Jéssica Coelho

Posted on Nov 25

🇺🇸 PostgreSQL Partitioning Strategies for Massive Databases — Part 1

#postgressql #partitioning #performance #database

Every year, companies face an exponential increase in data volume. Solutions that work perfectly for smaller tables often start to fail when the dataset reaches massive scales. That’s why we say:
“What works for 10 million rows does not necessarily scale well for 10 billion.”

When tables reach this level, database administrators must completely rethink their storage and indexing strategies.

And that’s where partitioning becomes a powerful and essential technique.

Before diving into technical details, let’s go through a bit of history.

Before PostgreSQL 10 — Inherited Tables

Partitioning was implemented using table inheritance (INHERITS):
A physical parent table was created.
Multiple child tables represented each partition.
Inserts were routed using triggers or rules, which redirected rows to the correct partition.

Disadvantages:
There was no automatic exclusion of partitions from the execution plan (partition pruning).
The optimizer had to scan all partitions, even those that were not relevant.
Operations like UPDATE and DELETE were costly and impractical.
Managing partitions (creating, dropping, and maintaining them) was labor-intensive.

The Arrival of Declarative Partitioning (PostgreSQL 10, 2017)

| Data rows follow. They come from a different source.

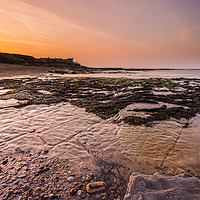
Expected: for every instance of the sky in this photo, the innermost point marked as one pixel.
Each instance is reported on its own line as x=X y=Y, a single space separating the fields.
x=104 y=33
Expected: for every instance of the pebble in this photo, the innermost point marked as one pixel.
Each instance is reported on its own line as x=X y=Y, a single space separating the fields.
x=79 y=192
x=73 y=191
x=98 y=196
x=24 y=158
x=51 y=195
x=5 y=161
x=70 y=179
x=26 y=187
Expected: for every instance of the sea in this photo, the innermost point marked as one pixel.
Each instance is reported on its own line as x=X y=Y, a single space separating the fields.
x=143 y=74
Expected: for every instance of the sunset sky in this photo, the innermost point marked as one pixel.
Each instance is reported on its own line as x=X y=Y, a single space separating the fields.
x=104 y=33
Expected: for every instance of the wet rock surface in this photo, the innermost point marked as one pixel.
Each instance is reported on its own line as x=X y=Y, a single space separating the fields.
x=147 y=125
x=40 y=177
x=107 y=96
x=160 y=186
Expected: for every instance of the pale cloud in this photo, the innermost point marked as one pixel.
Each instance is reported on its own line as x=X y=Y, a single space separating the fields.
x=102 y=31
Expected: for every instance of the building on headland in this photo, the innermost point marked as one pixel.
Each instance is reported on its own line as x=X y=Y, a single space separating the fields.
x=69 y=60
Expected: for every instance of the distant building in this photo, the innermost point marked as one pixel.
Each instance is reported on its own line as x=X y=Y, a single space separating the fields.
x=69 y=60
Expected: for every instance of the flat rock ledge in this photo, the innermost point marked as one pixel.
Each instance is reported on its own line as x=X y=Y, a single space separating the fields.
x=162 y=187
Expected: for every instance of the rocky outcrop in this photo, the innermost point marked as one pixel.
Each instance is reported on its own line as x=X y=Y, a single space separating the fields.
x=162 y=187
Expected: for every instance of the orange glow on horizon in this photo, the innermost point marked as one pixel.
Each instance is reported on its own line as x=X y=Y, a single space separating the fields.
x=103 y=33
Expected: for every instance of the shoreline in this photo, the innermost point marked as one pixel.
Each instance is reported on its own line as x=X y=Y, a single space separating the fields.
x=105 y=97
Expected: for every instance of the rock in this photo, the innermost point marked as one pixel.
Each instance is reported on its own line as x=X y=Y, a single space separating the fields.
x=98 y=196
x=79 y=192
x=26 y=187
x=159 y=186
x=70 y=179
x=5 y=162
x=95 y=186
x=24 y=158
x=73 y=191
x=51 y=195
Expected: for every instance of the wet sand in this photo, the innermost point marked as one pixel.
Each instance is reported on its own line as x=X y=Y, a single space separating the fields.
x=37 y=116
x=8 y=70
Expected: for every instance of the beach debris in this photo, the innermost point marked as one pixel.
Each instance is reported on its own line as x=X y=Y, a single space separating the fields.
x=95 y=186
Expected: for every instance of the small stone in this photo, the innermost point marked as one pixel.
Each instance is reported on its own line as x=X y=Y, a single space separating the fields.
x=72 y=191
x=70 y=179
x=79 y=192
x=103 y=194
x=24 y=158
x=51 y=195
x=95 y=186
x=114 y=187
x=26 y=187
x=97 y=196
x=5 y=161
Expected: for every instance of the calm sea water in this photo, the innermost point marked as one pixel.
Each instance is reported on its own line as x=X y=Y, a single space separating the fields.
x=195 y=73
x=143 y=74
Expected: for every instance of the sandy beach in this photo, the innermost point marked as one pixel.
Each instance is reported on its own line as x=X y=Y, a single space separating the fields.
x=72 y=131
x=9 y=70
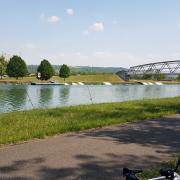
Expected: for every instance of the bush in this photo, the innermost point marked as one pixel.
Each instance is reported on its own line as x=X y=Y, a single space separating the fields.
x=16 y=67
x=64 y=71
x=45 y=69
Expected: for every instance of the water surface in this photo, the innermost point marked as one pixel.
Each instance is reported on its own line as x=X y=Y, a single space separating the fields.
x=23 y=97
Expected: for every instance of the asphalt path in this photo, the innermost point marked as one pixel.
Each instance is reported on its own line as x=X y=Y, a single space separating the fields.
x=93 y=154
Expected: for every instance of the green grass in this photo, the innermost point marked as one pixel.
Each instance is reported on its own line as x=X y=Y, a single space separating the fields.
x=38 y=123
x=98 y=78
x=154 y=172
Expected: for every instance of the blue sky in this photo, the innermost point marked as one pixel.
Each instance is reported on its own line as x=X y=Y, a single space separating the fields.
x=105 y=33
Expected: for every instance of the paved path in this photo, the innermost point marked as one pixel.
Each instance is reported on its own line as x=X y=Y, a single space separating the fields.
x=95 y=154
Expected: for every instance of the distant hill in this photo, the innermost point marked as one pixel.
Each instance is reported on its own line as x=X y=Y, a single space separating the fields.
x=81 y=69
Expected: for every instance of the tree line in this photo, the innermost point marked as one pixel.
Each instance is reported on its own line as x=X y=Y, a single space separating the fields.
x=16 y=67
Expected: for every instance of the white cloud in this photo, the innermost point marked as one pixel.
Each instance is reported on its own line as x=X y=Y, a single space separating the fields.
x=42 y=17
x=53 y=19
x=29 y=46
x=113 y=56
x=115 y=22
x=86 y=33
x=70 y=12
x=97 y=27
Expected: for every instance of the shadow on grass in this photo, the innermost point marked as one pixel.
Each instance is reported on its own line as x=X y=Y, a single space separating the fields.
x=162 y=133
x=91 y=167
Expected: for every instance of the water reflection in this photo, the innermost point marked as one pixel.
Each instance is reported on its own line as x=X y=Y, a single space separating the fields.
x=64 y=95
x=45 y=95
x=16 y=97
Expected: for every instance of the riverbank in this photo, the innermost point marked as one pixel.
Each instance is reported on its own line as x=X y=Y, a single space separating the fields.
x=87 y=79
x=39 y=123
x=97 y=79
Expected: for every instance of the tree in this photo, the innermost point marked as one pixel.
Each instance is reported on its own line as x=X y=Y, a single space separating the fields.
x=3 y=66
x=45 y=70
x=64 y=71
x=16 y=67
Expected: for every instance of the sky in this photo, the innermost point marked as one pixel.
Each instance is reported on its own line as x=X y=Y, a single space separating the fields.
x=108 y=33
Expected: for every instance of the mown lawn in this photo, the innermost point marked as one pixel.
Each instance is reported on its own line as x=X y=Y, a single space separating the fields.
x=38 y=123
x=154 y=171
x=98 y=78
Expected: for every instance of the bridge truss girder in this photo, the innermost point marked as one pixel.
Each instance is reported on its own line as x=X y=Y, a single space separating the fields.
x=167 y=67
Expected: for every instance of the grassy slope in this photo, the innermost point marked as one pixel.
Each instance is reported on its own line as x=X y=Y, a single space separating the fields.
x=99 y=78
x=154 y=172
x=19 y=126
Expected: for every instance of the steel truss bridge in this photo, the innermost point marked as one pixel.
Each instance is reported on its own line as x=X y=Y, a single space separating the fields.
x=166 y=67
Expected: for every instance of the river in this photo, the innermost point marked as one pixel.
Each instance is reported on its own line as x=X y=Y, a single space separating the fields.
x=24 y=97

PostgreSQL introduced native declarative partitioning, allowing developers to declare partition structures without triggers or manual logic.

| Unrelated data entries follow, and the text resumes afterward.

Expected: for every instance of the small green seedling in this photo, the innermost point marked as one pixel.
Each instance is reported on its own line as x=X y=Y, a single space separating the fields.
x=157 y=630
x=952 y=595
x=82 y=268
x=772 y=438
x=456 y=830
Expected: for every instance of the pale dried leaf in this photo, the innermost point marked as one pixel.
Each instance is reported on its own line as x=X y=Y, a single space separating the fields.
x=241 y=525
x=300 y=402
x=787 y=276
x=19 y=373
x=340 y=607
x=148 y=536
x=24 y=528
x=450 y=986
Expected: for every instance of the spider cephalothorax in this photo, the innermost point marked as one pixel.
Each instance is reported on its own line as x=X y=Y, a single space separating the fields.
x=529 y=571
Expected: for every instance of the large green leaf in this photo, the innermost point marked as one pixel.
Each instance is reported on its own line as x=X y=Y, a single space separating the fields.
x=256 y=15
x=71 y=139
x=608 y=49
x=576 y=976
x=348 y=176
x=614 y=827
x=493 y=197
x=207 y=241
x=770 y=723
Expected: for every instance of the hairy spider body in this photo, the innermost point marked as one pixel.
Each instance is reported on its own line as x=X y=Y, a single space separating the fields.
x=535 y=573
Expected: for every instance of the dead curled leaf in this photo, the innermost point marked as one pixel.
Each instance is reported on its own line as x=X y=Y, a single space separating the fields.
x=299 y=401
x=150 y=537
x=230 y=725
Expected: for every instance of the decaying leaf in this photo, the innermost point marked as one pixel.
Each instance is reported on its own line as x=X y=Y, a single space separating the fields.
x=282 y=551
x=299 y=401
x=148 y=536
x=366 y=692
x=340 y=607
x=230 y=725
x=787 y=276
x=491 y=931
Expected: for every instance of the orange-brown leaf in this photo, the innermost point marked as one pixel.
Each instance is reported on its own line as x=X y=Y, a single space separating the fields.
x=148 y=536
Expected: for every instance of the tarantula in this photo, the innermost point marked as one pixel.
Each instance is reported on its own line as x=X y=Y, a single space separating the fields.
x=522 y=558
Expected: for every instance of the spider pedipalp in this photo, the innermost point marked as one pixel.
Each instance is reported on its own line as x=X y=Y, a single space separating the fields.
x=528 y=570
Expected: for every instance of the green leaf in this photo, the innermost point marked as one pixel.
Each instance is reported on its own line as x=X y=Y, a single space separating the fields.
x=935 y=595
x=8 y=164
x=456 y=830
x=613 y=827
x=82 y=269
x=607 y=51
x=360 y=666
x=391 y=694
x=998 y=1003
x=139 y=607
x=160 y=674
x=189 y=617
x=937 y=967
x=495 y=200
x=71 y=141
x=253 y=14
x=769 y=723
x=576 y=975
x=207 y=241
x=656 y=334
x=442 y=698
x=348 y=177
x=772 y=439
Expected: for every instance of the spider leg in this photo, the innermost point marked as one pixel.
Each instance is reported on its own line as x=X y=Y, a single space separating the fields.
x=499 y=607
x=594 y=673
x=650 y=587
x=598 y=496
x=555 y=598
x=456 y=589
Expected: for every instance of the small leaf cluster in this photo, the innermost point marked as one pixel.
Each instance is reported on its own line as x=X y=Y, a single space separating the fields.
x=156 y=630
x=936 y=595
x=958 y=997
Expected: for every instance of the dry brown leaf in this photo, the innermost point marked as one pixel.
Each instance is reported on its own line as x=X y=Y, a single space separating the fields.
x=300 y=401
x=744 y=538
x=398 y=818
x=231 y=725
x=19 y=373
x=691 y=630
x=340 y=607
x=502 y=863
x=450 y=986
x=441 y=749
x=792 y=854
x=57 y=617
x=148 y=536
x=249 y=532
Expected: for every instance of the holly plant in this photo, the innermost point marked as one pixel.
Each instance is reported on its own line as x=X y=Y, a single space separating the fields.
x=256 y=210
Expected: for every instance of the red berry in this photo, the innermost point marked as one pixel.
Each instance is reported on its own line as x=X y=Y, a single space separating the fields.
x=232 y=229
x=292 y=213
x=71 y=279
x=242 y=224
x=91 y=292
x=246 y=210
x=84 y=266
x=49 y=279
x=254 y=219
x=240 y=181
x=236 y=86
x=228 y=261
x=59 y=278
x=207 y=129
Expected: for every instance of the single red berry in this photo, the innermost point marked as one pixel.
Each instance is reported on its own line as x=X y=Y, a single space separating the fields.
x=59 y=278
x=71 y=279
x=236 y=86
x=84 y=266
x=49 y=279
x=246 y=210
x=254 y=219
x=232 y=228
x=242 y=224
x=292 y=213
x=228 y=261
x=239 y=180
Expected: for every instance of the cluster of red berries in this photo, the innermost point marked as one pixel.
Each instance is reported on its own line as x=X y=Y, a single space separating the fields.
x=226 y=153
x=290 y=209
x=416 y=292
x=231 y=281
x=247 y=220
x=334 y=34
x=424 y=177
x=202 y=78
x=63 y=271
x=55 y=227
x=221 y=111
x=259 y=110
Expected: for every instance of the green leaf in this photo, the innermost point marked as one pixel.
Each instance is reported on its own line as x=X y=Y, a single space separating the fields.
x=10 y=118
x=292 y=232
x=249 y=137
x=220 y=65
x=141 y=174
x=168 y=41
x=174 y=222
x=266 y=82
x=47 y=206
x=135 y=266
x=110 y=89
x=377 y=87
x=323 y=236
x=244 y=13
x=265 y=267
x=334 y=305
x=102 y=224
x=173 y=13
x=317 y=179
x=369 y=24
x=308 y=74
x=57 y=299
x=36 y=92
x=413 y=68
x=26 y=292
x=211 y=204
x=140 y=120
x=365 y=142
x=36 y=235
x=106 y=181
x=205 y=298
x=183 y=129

CREATE TABLE sales ( id serial, sale_date date, amount numeric ) PARTITION BY RANGE (sale_date);

Partitions are created using CREATE TABLE ... PARTITION OF.
Initially supported RANGE and LIST partitioning.

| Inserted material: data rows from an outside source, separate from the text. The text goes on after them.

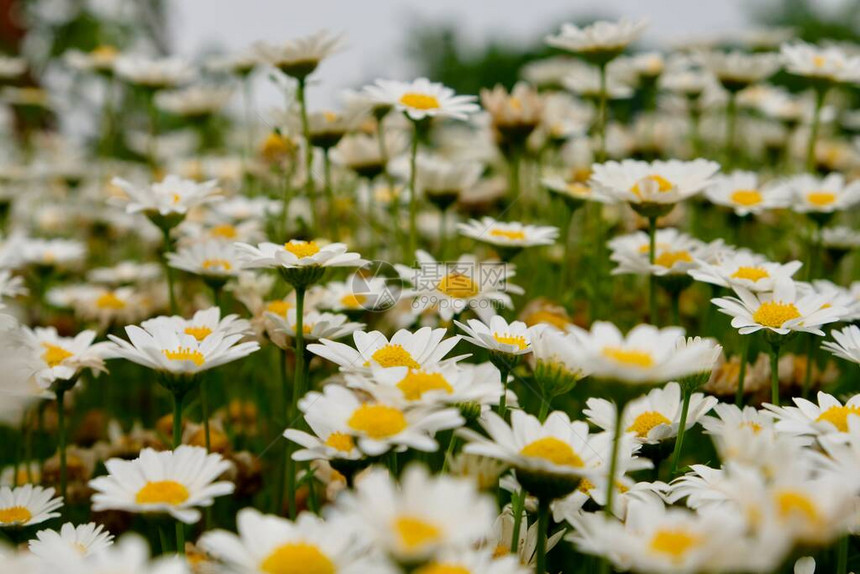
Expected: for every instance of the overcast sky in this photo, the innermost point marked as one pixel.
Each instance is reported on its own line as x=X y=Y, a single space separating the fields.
x=376 y=29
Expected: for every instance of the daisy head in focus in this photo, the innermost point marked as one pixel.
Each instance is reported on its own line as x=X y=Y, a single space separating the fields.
x=600 y=42
x=27 y=505
x=422 y=99
x=269 y=543
x=450 y=288
x=781 y=311
x=85 y=539
x=345 y=422
x=421 y=516
x=652 y=418
x=177 y=483
x=742 y=192
x=61 y=359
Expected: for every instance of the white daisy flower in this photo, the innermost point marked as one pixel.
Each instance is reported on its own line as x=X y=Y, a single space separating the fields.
x=652 y=418
x=742 y=192
x=425 y=347
x=299 y=57
x=268 y=543
x=829 y=63
x=419 y=517
x=513 y=234
x=168 y=350
x=747 y=270
x=845 y=344
x=315 y=325
x=499 y=336
x=27 y=505
x=375 y=427
x=602 y=37
x=62 y=358
x=660 y=182
x=210 y=259
x=86 y=539
x=422 y=99
x=781 y=311
x=647 y=354
x=176 y=482
x=171 y=196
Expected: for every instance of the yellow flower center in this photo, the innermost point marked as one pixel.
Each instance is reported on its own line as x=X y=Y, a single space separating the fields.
x=198 y=333
x=445 y=568
x=392 y=355
x=216 y=265
x=340 y=441
x=775 y=314
x=517 y=341
x=279 y=308
x=419 y=101
x=14 y=515
x=647 y=421
x=750 y=273
x=663 y=185
x=668 y=259
x=746 y=197
x=838 y=416
x=185 y=354
x=510 y=234
x=793 y=504
x=302 y=249
x=377 y=421
x=674 y=542
x=352 y=301
x=821 y=198
x=629 y=357
x=416 y=532
x=162 y=492
x=416 y=383
x=458 y=286
x=225 y=231
x=297 y=558
x=110 y=301
x=54 y=354
x=554 y=450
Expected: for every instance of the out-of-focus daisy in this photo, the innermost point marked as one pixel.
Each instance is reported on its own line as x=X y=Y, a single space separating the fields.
x=424 y=347
x=781 y=311
x=652 y=418
x=374 y=427
x=86 y=539
x=27 y=505
x=299 y=57
x=746 y=270
x=599 y=42
x=508 y=235
x=741 y=192
x=175 y=482
x=419 y=517
x=267 y=543
x=845 y=344
x=422 y=99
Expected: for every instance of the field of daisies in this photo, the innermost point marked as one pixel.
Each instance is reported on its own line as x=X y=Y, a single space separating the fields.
x=600 y=322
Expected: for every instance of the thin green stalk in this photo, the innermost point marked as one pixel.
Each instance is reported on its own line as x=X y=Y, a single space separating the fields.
x=774 y=374
x=742 y=372
x=543 y=527
x=61 y=432
x=682 y=428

Syntax defines the method, keys, and value boundaries.

📈 Partitioning Evolution Since PostgreSQL 10

🧩 What Is Partitioning?

Partitioning is the technique of splitting a large table into smaller pieces called partitions.

For the application, it still behaves like one logical table, but internally PostgreSQL distributes the data across multiple physical tables.

Key concepts:

The parent table is logical and stores only metadata.
Child tables are real PostgreSQL tables with schemas and tablespaces.
Child tables inherit from the parent table using declarative partitioning.
Child tables can have their own indexes.
Child tables can be sub-partitioned with different keys. -PostgreSQL automatically routes INSERT/SELECT/UPDATE/DELETE to the correct partition. -You cannot add partitioning to an existing non-partitioned table. -Partitioning is beneficial mainly for huge tables (typically larger than RAM). -PK/UNIQUE constraints must include the partition key. -Indexes are local to each partition. -FKs had limitations before PostgreSQL 15. -Partition boundaries must not overlap. -There is a DEFAULT partition. If you don’t create one, when you try to insert data outside the partition ranges, you will get an error like this:

ERROR: no partition of relation “mother_table” found for row
DETAIL: Failing row contains (coluna_particao = X, …).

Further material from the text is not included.